Neural machine translation | Coursework 1

Your task is to implement a neural machine translation pipeline by extending a simple baseline model. In each part of the coursework you will be asked to implement a different extension.

IMPORTANT: Each extension will require you to train a completely new neural machine translation model from scratch. While implementing these changes may only take you a few minutes or hours, training the new models will take you A LONG TIME. You might implement something in thirty minutes and leave it to train overnight. Imagine that you return the next morning to find it has a bug! If the next morning is the due date, then you'll be in a pickle, but if it's a week before the due date, you have time to recover. So, if you want to complete this coursework on time, start early. I will not take pity on you if you start too late.

Getting started [20 marks]

To get started, you need to setup your virtual environment. If you do not already have Anaconda, install it now:


We will create a new environment called mtenv (the commands will work with both Anaconda 2 and 3):

conda create --name mtenv python=3
source activate mtenv
conda install seaborn pandas matplotlib
pip install tqdm
pip install chainer
conda install ipython
conda clean -t

If you have access to a GPU, run pip install cupy before pip install chainer to enable CUDA support. You can leave the environment by running source deactivate mtenv.

Now get the code.

git clone

You’ll find a directory data containing English and Japanese parallel data (from a tutorial that you may find helpful), a model directory containing a pretrained Japanese-to-English neural translation model, and three python files:

  1. contains configuration parameters, some of which you will be asked to experiment with. In particular, pay close attention to the model and training parameters towards the end of the file. You may also adjust the gpuid parameter if you have access to a GPU, which will make training times faster (but they will still take considerable time to train, so you should give yourself plenty of time even if you have a GPU).

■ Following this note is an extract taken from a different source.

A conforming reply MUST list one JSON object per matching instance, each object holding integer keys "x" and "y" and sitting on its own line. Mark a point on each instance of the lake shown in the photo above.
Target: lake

  2. trains a translation model (if one is not already present) and translates test sentences. You will not need to modify this script.

  3. contains a simple translation model, specified using the chainer library. You will need to understand and modify this code as instructed below in order to complete the coursework. Doing so should give you a good idea of how a neural machine translation system works, at a level of detail that you can’t get from lectures or reading.

Run the following commands:

source activate mtenv

In [1]: %run

You should see a message indicating that a pre-trained model has been loaded. To translate using this model, do:

In [2]: _ = predict(s=10000, num=10)

This displays translations of the first 10 japanese sentences of the dev set. To view predictions on training set do:

In [3]: _ = predict(s=0, num=10)

Most of these translations will be poor. To find better translations from this model, we can add filters based on precision and recall of each translation with respect to a reference translation. The following statement will only display predictions with recall >= 0.5

In [4]: _ = predict(s=10000, num=10, r_filt=.5)  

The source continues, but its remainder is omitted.